99,7 Prozent aller österreichischen Unternehmen sind KMU (rund 604.123 Betriebe)

KMU Forschung Austria - KMU-Daten (2024)

Häufig gestellte Fragen

Was ist ein Citation Audit?
Ein Citation Audit ist die systematische Überprüfung aller Online-Verzeichniseinträge eines Unternehmens auf Vollständigkeit, Korrektheit und NAP-Konsistenz. Geprüft werden Name, Adresse und Telefonnummer sowie meist auch Website und Öffnungszeiten, abgeglichen gegen eine verbindliche Master-Datenbasis.
Wann sollte ich einen Citation Audit durchführen?
Ein Audit ist nach jedem Auslöser sinnvoll, der NAP-Daten verändert: Umzug, Rebranding, Telefonnummernwechsel oder Fusion. Liegt kein konkreter Anlass vor, der letzte Audit aber mehr als zwölf Monate zurück, empfiehlt sich eine Routinekontrolle. Generell ist ein quartalsweises Intervall ein guter Richtwert.
Welche Verzeichnisse sollte ich in Österreich prüfen?
Wichtig sind Google Business Profile, Bing Places und Apple Business Connect sowie die österreichischen Quellen HEROLD, WKO Firmen A-Z, firmenabc und weitere Branchenbuch-Portale. Ergänzend lohnen sich Yelp und Facebook. Da Google in Österreich rund 81,87 Prozent Marktanteil hält, ist das Google Business Profile die höchste Priorität.
Was bedeutet NAP-Konsistenz genau?
NAP steht für Name, Adresse, Telefon. Konsistenz bedeutet zeichengenaue Übereinstimmung über alle Einträge hinweg. In Österreich sind besonders Umlaute (ä versus ae), Rechtsformzusätze (GmbH, e.U., KG), das vierstellige PLZ-Format und ein einheitliches +43-Telefonformat zu beachten.
Welche Tools eignen sich für einen Citation Audit?

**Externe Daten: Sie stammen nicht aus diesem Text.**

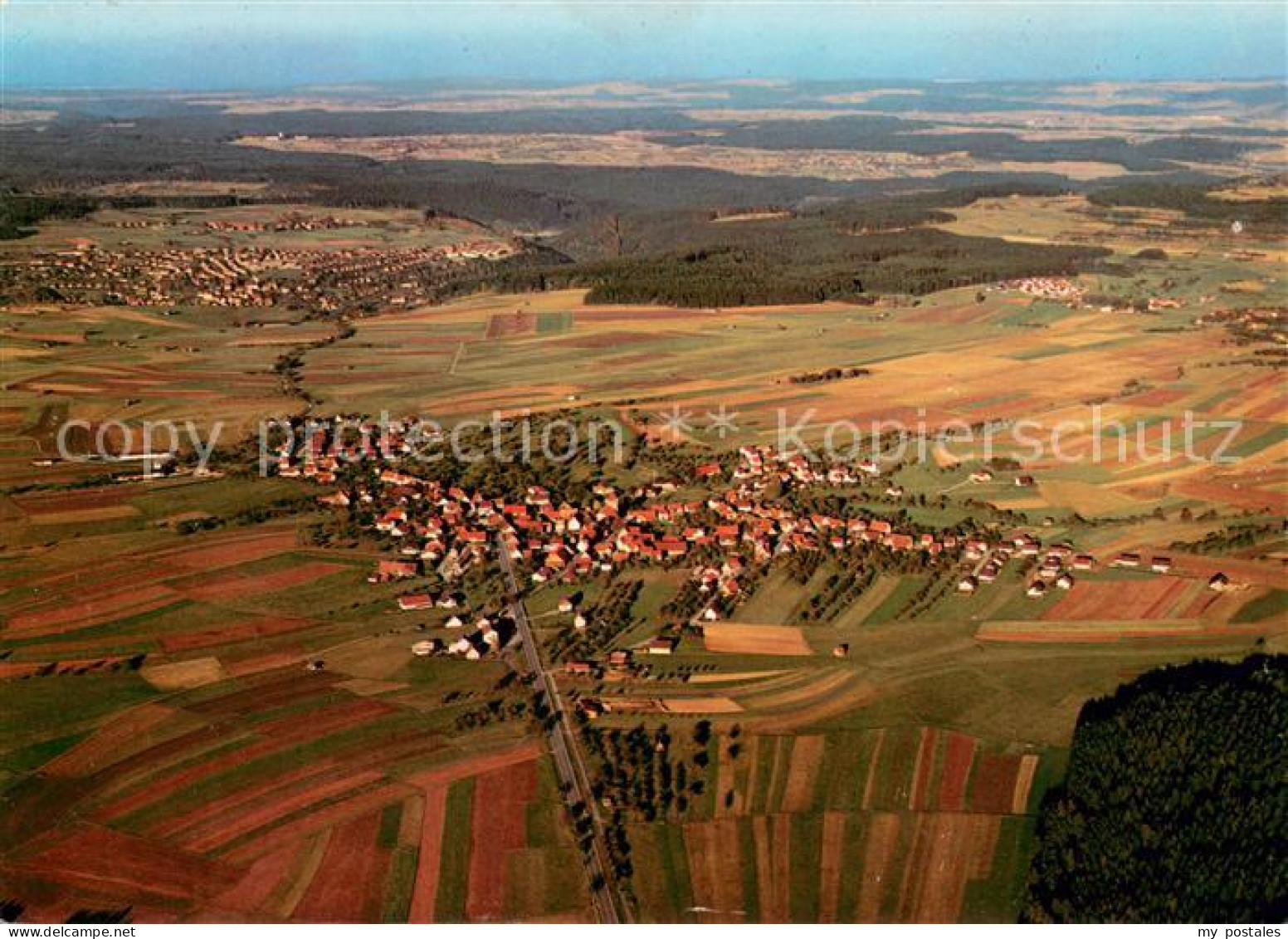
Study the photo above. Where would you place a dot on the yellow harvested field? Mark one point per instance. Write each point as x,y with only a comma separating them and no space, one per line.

Für einen schnellen Einstieg eignet sich der kostenlose Moz Local Check. Für umfassendes Inventar und Monitoring sind BrightLocal Citation Tracker, Semrush Local und Whitespark verbreitet. Eine manuelle Stichprobe über die Telefonnummern-Suche deckt zusätzlich Einträge auf, die in keiner Tool-Datenbank stehen.

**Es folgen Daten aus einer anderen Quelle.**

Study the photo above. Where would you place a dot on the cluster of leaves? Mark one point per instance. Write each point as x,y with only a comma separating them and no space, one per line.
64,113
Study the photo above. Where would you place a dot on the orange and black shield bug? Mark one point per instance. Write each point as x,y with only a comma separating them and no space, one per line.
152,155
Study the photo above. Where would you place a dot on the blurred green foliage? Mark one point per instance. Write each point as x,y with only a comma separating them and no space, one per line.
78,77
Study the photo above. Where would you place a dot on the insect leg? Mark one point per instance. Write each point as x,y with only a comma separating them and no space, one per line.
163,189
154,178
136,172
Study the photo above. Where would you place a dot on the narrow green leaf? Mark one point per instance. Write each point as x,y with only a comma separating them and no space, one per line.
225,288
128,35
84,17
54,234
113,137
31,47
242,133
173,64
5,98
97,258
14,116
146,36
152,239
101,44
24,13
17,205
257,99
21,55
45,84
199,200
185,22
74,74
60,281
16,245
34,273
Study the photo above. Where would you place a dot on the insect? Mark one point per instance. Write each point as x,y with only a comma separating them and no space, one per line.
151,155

Wie wirken sich Citations auf KI-Suchsichtbarkeit aus?
KI-Antwortsysteme und große Sprachmodelle stützen sich auf strukturierte, übereinstimmende Quellen, um die Existenz und die Daten eines Unternehmens zu bestätigen. Widersprüchliche NAP-Daten senken die Wahrscheinlichkeit, in einer generierten Antwort korrekt genannt zu werden. Konsistente Citations wirken daher als Vertrauenssignal für klassische Rankings und KI-Suchen gleichermaßen.
Wie finde ich doppelte oder veraltete Einträge?
Am zuverlässigsten ist die Suche nach Ihrer Telefonnummer, alten Adresse und früheren Firmierung in Anführungszeichen. Doppelte Google-Profile lassen sich über den Melde- und Zusammenführungsprozess von Google auflösen, geschlossene Standorte werden als geschlossen markiert oder gelöscht.